Health Plans Mount Litigation Challenge over Prescription Drug Coupons in US
The debate over prescription drug coupons in the United States has escalated, with insurers alleging the practice is "illegal".
IHS Global Insight Perspective
Eight drug makers are facing lawsuits from four union health plans who say prescription drug coupons are illegal, violate the commercial bribery legislations, and increase long-term healthcare costs.
The contention is that the coupons subsidise or offer a discount on the co-pay which, if favoured by the patient, will result in higher costs for the employer health plans. There are also fears that this practice could cause consumers to reach the benefit cap set by the health plan sooner than if they used lower-priced generics or alternative brand-name drugs.
The litigations reflect on the increasing row between health insurers, pharmacy benefit managers and Big Pharma firms over higher-priced brand-name drugs, where the latter is using this new practice to retain market share.
Big Pharma Versus Health Plans
For four health plans and one consumer advocacy, prescription drug coupons have been a bane and the organisations have taken eight drug makers to court in the United States over the practice. Big Pharma firms such as Pfizer, Merck & Co, Amgen, Bristol-Myers Squibb, Abbott Laboratories (all US), Novartis (Switzerland), AstraZeneca and GlaxoSmithKline (both UK) are all involved in the lawsuit. According to Pharmalot.com, the lawsuits were filed by AFSCME District Council 37 Health & Security Plan Trust, Sergeants Benevolent Association, the New England Carpenters, and the Plumbers and Pipefitters Local 572 Health and Welfare Fund, as well as Community Catalyst.

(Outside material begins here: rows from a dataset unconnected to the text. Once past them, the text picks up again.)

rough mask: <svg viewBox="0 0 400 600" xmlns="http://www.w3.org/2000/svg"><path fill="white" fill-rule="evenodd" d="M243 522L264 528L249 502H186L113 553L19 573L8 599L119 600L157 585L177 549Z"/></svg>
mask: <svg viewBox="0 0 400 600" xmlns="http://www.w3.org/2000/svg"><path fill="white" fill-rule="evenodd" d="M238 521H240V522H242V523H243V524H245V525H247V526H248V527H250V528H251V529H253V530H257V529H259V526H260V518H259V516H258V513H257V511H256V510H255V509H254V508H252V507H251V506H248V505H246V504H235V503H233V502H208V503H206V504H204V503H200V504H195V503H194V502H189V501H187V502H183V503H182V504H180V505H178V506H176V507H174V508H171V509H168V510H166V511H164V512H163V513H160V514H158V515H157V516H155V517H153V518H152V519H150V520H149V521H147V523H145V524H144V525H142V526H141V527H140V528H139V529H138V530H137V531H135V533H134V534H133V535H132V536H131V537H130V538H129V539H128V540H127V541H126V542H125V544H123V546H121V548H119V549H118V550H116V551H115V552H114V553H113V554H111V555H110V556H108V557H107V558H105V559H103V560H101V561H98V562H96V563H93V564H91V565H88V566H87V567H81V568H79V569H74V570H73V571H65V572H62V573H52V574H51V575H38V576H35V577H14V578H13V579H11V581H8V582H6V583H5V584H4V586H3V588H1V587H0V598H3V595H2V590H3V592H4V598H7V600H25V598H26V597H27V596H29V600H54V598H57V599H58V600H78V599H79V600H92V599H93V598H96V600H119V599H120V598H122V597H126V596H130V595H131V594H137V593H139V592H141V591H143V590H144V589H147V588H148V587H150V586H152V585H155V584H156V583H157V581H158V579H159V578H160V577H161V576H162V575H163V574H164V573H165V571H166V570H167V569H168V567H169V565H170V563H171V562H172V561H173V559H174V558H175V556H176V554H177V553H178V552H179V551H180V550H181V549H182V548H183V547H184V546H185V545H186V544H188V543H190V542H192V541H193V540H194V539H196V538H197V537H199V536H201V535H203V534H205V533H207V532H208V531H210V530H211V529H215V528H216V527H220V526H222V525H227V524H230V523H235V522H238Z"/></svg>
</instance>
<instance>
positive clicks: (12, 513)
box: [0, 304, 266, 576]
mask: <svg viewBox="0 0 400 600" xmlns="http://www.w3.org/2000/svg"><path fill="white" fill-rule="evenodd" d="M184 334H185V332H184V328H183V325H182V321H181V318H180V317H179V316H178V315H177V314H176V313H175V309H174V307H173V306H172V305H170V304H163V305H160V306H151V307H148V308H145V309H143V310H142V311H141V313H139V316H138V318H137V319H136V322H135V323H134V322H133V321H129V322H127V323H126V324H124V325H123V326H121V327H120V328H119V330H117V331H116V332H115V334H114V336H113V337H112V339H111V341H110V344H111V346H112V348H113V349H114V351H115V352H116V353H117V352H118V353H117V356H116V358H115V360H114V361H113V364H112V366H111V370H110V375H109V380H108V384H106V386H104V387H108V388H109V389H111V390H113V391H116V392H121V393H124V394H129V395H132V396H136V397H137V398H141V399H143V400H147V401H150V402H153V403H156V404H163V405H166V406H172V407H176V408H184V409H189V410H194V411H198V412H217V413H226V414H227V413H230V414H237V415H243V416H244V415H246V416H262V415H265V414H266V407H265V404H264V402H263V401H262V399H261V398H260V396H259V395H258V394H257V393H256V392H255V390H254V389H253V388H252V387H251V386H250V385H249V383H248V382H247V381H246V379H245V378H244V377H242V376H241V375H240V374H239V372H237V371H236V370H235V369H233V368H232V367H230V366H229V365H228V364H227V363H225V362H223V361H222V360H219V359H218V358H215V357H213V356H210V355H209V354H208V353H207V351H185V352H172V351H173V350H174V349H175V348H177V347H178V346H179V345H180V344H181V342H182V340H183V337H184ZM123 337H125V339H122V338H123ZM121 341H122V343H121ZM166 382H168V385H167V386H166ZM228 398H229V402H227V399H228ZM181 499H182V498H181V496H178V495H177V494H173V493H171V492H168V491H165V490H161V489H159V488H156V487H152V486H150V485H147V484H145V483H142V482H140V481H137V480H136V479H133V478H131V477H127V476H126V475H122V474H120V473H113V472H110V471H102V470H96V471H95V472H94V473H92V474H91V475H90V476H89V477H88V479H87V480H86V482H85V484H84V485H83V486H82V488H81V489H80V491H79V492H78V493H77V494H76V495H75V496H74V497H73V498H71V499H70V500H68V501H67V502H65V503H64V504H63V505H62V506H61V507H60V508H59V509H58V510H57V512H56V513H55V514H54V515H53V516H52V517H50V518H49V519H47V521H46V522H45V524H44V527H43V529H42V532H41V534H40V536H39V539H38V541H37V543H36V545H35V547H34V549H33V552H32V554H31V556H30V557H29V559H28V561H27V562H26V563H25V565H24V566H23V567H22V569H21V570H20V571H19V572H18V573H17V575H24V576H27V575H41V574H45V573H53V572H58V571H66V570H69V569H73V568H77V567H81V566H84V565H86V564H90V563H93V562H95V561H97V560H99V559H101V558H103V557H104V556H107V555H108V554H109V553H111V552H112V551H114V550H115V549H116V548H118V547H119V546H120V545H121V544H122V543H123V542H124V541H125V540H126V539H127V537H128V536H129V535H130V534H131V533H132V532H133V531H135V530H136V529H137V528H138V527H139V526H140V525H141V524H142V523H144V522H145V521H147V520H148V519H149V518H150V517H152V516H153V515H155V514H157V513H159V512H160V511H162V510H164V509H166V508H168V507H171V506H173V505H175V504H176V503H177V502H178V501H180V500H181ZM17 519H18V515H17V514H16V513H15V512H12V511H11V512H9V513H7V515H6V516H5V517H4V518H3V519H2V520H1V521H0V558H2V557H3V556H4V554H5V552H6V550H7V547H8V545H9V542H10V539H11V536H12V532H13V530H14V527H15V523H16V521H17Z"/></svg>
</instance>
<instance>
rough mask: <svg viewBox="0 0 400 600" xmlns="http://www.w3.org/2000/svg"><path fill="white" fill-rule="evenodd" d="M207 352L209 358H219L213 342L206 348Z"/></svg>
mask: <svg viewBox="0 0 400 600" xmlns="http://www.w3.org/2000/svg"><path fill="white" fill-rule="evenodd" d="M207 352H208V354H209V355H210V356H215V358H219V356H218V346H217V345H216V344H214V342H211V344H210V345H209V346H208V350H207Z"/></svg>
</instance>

A class action complaint was filed in the US District Court for New Jersey, noting the practice of "unlawful prescription co-payment subsidy program", describing it as "undisclosed kickbacks to privately insured individuals" to influence the usage of brand-name drugs. On this premise, the lawsuit brought by the health plans contends that the cost-sharing provisions have been undermined by the coupons, essentially subsidizing consumers' portion of the co-pay agreement and encouraging uptake of the brand-name drug propagated by the coupon. This, in turn, drives up health-plan costs and "falsely inflates reimbursement rates" for prescription drugs. Furthermore, the health plans in their lawsuit cite a study which estimates prescription drug coupons could increase health benefit providers' prescription drug costs by USD32 billion in the next decade.
Calling it "insurance fraud", the lawsuit alleges that brand name drug makers are violating the Racketeer Influenced and Corrupt Organization Act and federal antitrust laws which prohibit commercial bribery.
The full legal complaint can be accessed here (source: Pharmalot.com).
Outlook and Implications
The row over prescription drug coupons has been simmering for a while and it is no surprise that the controversy has erupted into class-action lawsuits, forcing the previously behind-the-scenes squabble into the open. The coupons were essentially introduced by Big Pharma firms as a practice to retain market share at a time when cost-reduction efforts in health plans began to directly affect brand-name drug-revenue prospects. Faced with lower-priced generic competition as well as brand name alternatives, the coupons provided a way for Big Pharma to maintain contact with the patient and continue to propagate their brand name drugs by subsidising co-pays or offering a flat discount. For health plans, as detailed in the lawsuit document, the practice meant that lower priced alternatives and generics were not preferred by patients, which proved to be costly for the employers' portion of co-payment. This cost-sharing arrangement provision is central to the new dynamic of the health insurance industry as the health reform roll-out occurs.
The pharmaceutical industry has indicated that its practice of offering coupons provides support in making out-of-pocket payments to patients and helps to improve access. Health plans, on the other hand, refute this, arguing that the process will increase long-term health-expenditure costs, indicating that the higher priced brand-name drugs will make an increasing contribution to such costs. The debate is expected to intensify, as for the next five years Big Pharma corporate strategy is set on seeking different ways to optimise revenue generation from marketed brand-name products in the face of blockbuster drugs going off-patent and affecting overall revenues. For the government, the push towards higher uptake of generic drugs could be affected by this practice, although in the near term the implications are likely to be minimal as generic versions of blockbuster patent drugs are expected to increase by 2015.